Bismillahirrahmanirrahim
Semoga Allah mudahkan segala hal.***
Magenta Azure awalnya mengira bahwa setelah kepergian Mama, ia telah sempurna mati rasa. Ia mengira tak akan ada suatu hal yang mampu membuatnya ketakutan. Karena ketakutan terbesarnya telah terjadi—Mama tiada. Siapa sangka, jika ternyata semesta tak pernah mengambil perasaan itu darinya.
Sebab tepat di bawah deras guyuran hujan, Azure berdiri dengan kaku menatap bangunan di depannya. Ia pikir setelah tiba di sini, ia akan menemukan kembali riuh yang membuat hatinya seharian tak tenang. Namun, justru yang ia temukan hanya gelap dari dalam ruangan dan hening menenangkan. Azure mengusap wajah, lelah.
Kemudian, terdengar deru motor dan klakson yang saling bersahutan. Azure menoleh, menatap sekilas pada Leni juga Reno yang baru saja tiba. Dua manusia itu bergegas turun dari motor dengan mimik wajah panik.
"Lo enggak salah rumah, kan?" Leni lebih dahulu memulai percakapan. Bibir gadis itu sedikit bergetar sebab suhu udara berhasil membuatnya gemetar. "Rumahnya sepi, kayaknya di sana enggak ada siapa-siapa. Lo enggak salah alamat, kan? Awas aja kalau kami malah dikasih alamat palsu kayak lagunya—"

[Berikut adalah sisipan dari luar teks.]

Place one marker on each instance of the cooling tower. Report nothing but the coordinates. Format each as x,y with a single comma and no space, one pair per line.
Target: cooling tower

"Lo bisa diem enggak, sih?" Reno menyela. Ia menggeser pelan tubuh Leni, lalu kembali melanjutkan percakapan. "Daripada bengong kayak gini, mending diketuk dulu aja pintunya."
Azure diam, seperti tengah mempertimbangkan suatu hal. Menit berganti, Azure memejamkan mata untuk kemudian menghela napas dalam. Ia maju lebih dahulu, berjalan perlahan dengan gemuruh dada yang kembali tiba.
"Azure itu biru langit. Mama sengaja memberi kamu nama itu karena dari beberapa warna milik langit, biru adalah yang paling Mama sukai. Harapan Mama dan Papa sederhana, semoga kelak kamu akan selalu berwarna, bahagia. Semoga orang-orang bisa merasa senang ketika kamu hadir, selayaknya saat melihat langit yang semula kelam berubah menjadi biru terang."
Tiba-tiba saja ucapan Mama beberapa tahun lalu kembali berputar. Kotak kenangan yang ia miliki telah terbuka dengan sendirinya, lalu segala isi di dalam sana keluar, berhamburan. Kalimat-kalimat Mama seakan menari dan Azure merasa sedikit tenang.
Ma, izinin Azure untuk menjadi biru yang Mama harapkan. Izinin Azure agar menjadi biru yang hadir untuk mengusir kelam di dalam sana.
Hujan sudah hampir usai. Mega kelabu yang membentang perlahan-lahan menyingkir dan membiarkan mentari muncul di antara sendu di atas sana. Dingin yang semula memeluk erat berangsur-angsur menghangat, tetapi rintik itu masih jatuh. Rintik itu masih setia datang berkunjung hanya untuk membuat orang-orang terdiam dalam kenang yang mulai berhamburan.
Di angkasa sana, petir telah berhenti saling menyambar. Gemuruhnya menjadi tenang. Seharusnya Azure juga merasakan hal demikian, tetapi nyatanya, laki-laki itu tetap tak bisa mengusir segala keresahan. Tangannya terangkat di udara, lalu ia mengetuk pintu sedikit tergesa.
Detik berganti, ketukan Azure berhenti kala menyadari daun pintu itu tak benar-benar tertutup. Ada celah yang akan terbuka kian lebar ketika Azure mendorong secara perlahan. Ia menoleh pada Leni dan Reno sebelum akhirnya memilih membuka hingga gelap di dalam ruangan dapat mereka tangkap.
"Enggak ada siapa pun di sini." Leni berbisik lirih. Ia memilih beringsut dan diam di balik tegap punggung Reno. Jika boleh meminta, ia ingin mereka pulang saja. Karena berada di situasi ini membuatnya sedikit ketakutan.
Namun, Reno dan Azure belum mau berhenti. Mereka melangkah memasuki rumah. Pandangan mereka mengedar, menatap setiap penjuru ruang sebelum akhirnya pekik kencang Leni menggema, menyentak keduanya.
"Cerise!"
Menit itu, Leni berlari. Ia mendorong tubuh Reno yang menghalangi jalannya. Jantung gadis itu telah kehilangan tempo dan di saat bersamaan, ia merasa hatinya ditikam suatu hal menyakitkan. Gadis itu berseru kencang dengan air mata telah merebah di pipi putihnya.